La montée électorale du FN et l’effondrement, toujours électoral, du PS et de la gauche, ont des raisons qui dépassent évidemment les responsabilités de l’extrême gauche. Depuis deux ans d’ailleurs, toutes tendances confondues, cette extrême gauche dénonce assez justement la principale d’entre ces raisons : la politique de la gauche au gouvernement, tout entière au service des capitalistes, à l’encontre des intérêts de la classe ouvrière et de la population.

Il n’empêche ! Le souffle du « choc » des résultats du scrutin n’épargne pas les révolutionnaires. Il ne faudrait pas qu’il les fasse vaciller davantage, et pousse un peu plus les uns et les autres dans certaines impasses qui leur sont familières.

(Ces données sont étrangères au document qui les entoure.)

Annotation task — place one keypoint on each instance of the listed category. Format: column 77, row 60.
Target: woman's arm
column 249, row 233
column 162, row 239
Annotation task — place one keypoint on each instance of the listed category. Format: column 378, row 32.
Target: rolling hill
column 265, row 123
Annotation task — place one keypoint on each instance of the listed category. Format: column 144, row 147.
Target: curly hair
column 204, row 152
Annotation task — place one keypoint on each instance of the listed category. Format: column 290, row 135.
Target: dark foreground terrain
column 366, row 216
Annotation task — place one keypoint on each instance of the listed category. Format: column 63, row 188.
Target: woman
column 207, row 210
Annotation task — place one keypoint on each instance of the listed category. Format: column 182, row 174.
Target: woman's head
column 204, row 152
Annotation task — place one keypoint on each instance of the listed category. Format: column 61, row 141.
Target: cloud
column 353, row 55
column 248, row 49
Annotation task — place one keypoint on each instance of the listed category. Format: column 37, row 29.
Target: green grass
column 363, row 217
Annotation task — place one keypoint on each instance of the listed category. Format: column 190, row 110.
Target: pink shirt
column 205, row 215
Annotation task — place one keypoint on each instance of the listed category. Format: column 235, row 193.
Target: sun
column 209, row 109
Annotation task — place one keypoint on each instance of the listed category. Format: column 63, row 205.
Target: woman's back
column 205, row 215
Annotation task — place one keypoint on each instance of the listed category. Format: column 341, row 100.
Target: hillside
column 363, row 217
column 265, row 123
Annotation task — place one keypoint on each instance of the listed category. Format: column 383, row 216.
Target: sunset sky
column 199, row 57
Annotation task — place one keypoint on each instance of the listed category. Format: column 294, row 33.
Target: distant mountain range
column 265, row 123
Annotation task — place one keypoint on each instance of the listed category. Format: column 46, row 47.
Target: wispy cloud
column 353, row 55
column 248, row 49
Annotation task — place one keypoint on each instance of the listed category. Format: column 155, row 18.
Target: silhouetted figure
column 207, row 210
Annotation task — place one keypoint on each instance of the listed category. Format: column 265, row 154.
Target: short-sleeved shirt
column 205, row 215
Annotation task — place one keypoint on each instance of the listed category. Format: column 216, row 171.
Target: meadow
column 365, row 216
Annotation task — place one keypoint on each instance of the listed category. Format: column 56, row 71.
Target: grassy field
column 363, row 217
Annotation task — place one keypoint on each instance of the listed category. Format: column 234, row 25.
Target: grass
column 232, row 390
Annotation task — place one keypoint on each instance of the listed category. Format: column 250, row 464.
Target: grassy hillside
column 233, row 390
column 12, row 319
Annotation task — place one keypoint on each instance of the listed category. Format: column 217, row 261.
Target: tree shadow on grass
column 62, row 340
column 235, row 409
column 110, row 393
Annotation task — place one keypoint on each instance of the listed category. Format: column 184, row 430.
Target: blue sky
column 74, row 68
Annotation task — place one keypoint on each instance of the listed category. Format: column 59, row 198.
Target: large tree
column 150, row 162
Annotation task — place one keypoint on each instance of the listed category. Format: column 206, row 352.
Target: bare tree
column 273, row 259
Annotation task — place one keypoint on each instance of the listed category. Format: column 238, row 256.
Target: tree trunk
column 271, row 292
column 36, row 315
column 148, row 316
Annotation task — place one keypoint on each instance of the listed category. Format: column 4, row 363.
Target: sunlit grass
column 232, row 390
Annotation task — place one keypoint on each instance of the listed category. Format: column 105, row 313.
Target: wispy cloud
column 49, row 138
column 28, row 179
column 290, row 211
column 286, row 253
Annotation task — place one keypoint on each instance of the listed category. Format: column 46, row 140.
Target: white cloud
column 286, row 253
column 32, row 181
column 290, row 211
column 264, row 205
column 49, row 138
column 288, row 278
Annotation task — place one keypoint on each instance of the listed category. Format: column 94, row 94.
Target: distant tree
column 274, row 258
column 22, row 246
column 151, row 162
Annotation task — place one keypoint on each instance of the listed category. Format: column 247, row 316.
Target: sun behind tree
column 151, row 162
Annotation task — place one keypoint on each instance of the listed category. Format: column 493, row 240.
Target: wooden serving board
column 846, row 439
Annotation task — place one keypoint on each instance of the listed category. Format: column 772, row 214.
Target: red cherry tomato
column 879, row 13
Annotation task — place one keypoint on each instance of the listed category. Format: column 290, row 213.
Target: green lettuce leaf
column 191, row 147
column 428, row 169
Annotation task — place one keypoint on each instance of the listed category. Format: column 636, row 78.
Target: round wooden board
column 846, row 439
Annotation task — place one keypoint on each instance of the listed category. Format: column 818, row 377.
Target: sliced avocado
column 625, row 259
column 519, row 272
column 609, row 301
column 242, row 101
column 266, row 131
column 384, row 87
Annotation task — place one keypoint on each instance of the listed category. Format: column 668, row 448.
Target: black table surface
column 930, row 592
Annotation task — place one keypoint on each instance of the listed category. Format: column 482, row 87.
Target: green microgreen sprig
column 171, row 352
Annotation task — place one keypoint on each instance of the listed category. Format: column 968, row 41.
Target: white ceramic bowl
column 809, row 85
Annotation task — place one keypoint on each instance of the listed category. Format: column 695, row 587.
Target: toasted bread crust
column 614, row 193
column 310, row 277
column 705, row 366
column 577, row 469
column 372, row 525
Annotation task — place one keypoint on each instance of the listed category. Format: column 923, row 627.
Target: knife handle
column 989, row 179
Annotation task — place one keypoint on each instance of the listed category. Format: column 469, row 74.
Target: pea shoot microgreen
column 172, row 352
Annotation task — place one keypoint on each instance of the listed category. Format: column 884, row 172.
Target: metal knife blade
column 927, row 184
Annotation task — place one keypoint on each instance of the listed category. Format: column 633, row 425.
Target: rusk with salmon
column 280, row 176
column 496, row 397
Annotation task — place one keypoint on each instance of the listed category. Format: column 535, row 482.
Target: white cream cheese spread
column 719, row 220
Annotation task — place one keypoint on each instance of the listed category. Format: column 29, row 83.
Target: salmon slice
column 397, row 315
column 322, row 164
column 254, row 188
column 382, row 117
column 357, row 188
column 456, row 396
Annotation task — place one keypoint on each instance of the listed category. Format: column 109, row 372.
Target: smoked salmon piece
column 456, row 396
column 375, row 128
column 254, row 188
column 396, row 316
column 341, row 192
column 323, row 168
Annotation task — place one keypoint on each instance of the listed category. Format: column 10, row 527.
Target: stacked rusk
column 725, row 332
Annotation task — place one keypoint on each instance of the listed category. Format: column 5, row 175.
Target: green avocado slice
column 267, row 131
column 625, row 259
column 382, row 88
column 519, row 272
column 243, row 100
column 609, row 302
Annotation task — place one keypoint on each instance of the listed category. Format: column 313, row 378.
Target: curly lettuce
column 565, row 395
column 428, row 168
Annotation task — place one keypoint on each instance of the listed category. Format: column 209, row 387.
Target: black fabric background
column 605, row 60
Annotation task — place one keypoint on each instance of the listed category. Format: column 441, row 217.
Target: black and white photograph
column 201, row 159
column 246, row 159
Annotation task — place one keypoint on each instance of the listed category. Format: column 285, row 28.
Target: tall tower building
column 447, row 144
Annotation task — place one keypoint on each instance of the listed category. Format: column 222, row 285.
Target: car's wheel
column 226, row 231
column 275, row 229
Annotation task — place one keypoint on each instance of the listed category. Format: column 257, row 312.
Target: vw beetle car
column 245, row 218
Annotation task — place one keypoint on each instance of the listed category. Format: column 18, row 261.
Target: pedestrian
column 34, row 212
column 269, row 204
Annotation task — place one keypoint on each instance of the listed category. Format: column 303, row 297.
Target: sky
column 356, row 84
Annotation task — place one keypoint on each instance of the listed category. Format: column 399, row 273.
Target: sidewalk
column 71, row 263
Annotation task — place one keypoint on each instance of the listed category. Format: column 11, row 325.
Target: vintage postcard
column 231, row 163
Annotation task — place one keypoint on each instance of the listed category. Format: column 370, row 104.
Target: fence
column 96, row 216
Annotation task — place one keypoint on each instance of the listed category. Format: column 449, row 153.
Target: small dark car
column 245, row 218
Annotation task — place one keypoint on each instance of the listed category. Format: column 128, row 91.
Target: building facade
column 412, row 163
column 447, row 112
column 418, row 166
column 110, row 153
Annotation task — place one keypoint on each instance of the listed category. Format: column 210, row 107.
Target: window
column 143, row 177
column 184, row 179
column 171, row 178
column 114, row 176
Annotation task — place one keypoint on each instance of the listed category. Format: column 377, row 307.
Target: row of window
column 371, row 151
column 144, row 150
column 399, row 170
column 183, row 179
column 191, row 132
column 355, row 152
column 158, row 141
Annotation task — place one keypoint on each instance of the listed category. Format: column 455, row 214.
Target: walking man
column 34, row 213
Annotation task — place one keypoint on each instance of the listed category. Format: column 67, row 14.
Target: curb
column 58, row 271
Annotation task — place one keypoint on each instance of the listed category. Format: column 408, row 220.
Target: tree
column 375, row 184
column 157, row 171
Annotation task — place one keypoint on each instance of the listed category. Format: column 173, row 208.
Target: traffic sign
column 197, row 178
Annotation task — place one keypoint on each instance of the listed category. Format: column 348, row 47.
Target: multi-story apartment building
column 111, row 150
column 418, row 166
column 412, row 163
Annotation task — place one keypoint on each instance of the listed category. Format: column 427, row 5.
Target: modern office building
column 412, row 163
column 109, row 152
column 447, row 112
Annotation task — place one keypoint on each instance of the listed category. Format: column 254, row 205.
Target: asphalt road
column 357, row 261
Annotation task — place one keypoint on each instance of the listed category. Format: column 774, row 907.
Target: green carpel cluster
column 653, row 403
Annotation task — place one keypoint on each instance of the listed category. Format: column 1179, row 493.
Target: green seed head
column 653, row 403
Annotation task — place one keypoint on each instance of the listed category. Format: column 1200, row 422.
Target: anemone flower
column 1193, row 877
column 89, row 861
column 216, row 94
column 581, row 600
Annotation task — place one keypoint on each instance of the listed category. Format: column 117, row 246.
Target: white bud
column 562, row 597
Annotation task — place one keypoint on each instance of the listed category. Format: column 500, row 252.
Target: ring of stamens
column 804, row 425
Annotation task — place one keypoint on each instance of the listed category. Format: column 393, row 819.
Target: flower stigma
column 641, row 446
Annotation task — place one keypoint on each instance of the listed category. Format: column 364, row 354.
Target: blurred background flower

Car si les résultats sont dus d’abord à des raisons qui ne dépendent pas d’elle, cela n’exonère pas l’extrême gauche du bilan des politiques menées ces dernières années. Et en particulier de comprendre pourquoi, des plus de 5 % et des cinq élus au Parlement européen obtenus par LCR et LO unies en 1999, ou des plus de 10 % atteints en ordre dispersé par LO, LCR et POI à la présidentielle de 2002... nous en sommes aux résultats minables d’aujourd’hui.

À moins de se contenter de noter, fatalistes, que l’histoire enseigne que les sentiments de l’électorat connaissent des fluctuations et des hauts et des bas – ce qui est vrai... surtout quand on n’a d’autre objectif que de justifier à tout prix sa propre politique. Sauf encore à s’excuser par le fait que le terrain électoral n’est pas notre terrain de prédilection – ce qui est vrai aussi... mais qui n’est invoqué qu’en cas de défaite.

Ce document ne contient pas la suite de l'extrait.